Change Your Perspective

Yesterday, I was pulling a thumb tack out of the wall and dropped it on the carpet in my office. Because it was clear plastic, I couldn’t see it, but I knew if I got down at eye level with the floor, I’d be able to find it. Sure enough, I found it right away.

So it got me thinking about how a change in perspective helps you see things you wouldn’t normally see. For example:

We see the rude person at work as a jerk, but don’t realize they’re under tremendous pressure at home. Maybe they’re dealing with a child on drugs, a failing marriage or a parent with a terminal illness. What’s it like to be that person?

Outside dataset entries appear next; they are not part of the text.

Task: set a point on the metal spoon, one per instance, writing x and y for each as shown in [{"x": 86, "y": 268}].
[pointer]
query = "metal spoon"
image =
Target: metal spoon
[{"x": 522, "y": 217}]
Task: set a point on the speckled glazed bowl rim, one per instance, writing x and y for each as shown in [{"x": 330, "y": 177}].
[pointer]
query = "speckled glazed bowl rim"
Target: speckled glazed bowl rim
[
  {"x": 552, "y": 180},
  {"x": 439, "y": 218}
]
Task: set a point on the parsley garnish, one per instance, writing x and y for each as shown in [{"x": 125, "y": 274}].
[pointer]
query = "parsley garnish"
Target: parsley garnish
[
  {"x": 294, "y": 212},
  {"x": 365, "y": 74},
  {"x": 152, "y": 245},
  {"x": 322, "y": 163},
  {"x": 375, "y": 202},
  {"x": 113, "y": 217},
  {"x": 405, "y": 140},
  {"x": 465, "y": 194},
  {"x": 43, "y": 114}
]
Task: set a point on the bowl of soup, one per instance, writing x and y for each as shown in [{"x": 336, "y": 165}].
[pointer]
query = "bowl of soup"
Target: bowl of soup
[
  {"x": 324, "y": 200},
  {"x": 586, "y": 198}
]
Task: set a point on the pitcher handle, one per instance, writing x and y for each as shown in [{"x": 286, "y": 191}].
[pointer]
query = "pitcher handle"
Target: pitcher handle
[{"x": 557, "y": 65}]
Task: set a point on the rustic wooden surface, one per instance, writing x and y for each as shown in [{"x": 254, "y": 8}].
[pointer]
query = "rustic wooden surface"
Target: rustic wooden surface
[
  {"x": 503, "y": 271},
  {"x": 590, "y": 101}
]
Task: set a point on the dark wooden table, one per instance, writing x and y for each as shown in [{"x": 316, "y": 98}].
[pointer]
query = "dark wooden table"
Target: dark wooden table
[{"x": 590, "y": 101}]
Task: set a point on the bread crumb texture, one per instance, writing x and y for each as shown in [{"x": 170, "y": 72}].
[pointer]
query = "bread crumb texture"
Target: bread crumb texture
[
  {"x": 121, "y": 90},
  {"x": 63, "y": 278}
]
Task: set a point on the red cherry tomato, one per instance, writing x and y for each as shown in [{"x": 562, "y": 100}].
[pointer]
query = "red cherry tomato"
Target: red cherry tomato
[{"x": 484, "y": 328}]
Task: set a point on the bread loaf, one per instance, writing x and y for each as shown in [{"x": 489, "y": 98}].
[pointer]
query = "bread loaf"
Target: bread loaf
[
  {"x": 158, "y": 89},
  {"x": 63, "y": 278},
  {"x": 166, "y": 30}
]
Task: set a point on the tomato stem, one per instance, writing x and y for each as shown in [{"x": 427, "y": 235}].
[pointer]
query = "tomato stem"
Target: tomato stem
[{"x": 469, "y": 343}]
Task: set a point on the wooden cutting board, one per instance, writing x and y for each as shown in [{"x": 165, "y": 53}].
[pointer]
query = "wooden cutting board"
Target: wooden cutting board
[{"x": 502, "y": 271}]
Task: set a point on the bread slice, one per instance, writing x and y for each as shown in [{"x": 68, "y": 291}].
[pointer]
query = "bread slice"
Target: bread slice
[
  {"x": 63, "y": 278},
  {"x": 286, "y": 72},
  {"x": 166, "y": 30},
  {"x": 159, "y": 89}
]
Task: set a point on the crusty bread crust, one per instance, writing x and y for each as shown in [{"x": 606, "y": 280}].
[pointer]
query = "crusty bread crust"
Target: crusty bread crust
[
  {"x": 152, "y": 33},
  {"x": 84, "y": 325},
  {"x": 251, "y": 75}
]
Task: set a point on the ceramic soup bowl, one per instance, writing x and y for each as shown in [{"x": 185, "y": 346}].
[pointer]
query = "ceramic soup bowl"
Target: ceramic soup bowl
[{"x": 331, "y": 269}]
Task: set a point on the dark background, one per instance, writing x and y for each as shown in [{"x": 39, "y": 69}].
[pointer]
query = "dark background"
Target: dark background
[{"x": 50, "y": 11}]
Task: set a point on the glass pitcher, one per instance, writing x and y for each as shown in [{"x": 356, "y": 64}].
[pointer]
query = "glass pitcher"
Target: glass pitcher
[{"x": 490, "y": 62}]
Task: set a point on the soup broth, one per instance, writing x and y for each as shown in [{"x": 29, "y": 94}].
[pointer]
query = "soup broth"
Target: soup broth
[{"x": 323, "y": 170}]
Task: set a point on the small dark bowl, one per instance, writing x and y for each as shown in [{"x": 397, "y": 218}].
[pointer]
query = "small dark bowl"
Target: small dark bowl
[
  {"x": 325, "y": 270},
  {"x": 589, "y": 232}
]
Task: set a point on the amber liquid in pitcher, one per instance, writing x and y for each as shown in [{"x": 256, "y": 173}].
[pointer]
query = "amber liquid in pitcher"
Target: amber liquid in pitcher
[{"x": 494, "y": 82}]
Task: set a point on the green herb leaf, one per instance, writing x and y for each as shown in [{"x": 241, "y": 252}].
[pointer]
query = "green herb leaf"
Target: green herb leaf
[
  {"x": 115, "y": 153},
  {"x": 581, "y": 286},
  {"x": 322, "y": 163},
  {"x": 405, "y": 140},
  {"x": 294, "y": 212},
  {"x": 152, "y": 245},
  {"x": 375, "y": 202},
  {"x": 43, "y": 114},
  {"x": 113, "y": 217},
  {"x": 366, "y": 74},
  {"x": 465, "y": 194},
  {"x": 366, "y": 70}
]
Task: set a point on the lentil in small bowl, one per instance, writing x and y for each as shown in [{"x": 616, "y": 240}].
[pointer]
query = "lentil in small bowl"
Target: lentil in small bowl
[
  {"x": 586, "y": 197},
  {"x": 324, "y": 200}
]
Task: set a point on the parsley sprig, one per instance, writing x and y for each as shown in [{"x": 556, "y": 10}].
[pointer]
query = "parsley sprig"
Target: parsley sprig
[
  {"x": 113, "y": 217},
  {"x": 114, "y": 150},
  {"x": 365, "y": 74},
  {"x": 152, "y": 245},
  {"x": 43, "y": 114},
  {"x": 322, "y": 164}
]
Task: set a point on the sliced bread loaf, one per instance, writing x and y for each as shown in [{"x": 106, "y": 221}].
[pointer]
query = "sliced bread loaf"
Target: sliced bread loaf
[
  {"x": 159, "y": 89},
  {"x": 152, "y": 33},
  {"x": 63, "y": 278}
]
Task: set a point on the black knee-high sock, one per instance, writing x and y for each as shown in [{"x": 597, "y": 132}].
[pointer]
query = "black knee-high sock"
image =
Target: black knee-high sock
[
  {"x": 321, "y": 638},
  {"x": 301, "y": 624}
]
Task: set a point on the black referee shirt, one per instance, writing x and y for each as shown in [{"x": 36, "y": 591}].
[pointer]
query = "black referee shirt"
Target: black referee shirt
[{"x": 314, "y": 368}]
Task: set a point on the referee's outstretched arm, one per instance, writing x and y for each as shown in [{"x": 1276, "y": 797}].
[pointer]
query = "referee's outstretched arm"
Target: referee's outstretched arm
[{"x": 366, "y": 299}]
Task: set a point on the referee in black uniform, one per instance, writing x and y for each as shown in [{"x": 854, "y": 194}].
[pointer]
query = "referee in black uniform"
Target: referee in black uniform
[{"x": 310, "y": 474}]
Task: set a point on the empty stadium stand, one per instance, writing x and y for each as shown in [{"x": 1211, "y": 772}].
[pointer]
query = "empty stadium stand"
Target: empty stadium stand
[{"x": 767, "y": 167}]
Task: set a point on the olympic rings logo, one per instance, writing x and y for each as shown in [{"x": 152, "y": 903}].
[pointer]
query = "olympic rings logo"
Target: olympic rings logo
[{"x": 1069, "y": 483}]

Husbands, stop for a moment and see things from your wife’s perspective. She needs you to connect with her. She needs you to talk with her. She needs to know what’s going on in your heart. When you don’t engage with her, she feels lonely, unloved and uncared for. What would it be like to live everyday with one of your deepest longings unfulfilled? (Guys, I’m about to talk to the wives, but if you’re not doing these things, then don’t even think about talking to her about what’s next.)

Wives, let me help you step inside your husband’s shoes for a moment. If you don’t cook or aren’t very good at it, then he can always go somewhere else to eat. If he likes the house clean, but you’re a little messy, he can always hire a housekeeper. He can’t do those things when it comes to sex. We call that prostitution. So remember that you’re all he’s got. When he married you, he was trusting you to understand and meet his sexual needs. He needs you to not only understand that, but to be excited about it.

The homeless person didn’t decide when he was ten years old that one day he wanted to be addicted to alcohol and live in a tent south of town. But it happened. And now he feels hopeless, helpless and humiliated. Not to mention bored out of his mind most days. I wonder how often he asks himself how this could have ever happened to him. What would it be like to walk in his shoes for just one day?

Your neighbor or co-worker with the great house and new car isn’t as happy as you think she is. She may try putting on a good face, but underneath, she’s empty. When her head hits the pillow at night, she wonders if this is all there is.

Paul wrote:

“Do nothing out of selfish ambition or vain conceit, but in humility consider others better than yourselves. Each of you should look not only to your own interests, but also to the interests of others.” (Philippians 2:3-4)

Selfish ambition and vain conceit cause us to only see from our perspective. We don’t even stop to consider another perspective. What would it be like though in your marriage, in your family, at work or in your church if you considered others better than you?

What if you looked not only to your own interests, but also to the interests of others?

It’s a pretty big change of perspective. Kind of a radical one, I think.

Really only possible with God’s help.

Why not try it though? Start with one person or even just one day. Make every effort to see life through the eyes of someone else.

By the way, it never hurts to try and see things from God’s perspective. He loves all those people we just looked at. Plus, He’s got a whole different way of looking at life. We see the difficulties we’re facing as something fearful, but God sees them as an opportunity to growth our faith and reveal His faithfulness.

Anyway, go give it a try. Let me know what happens.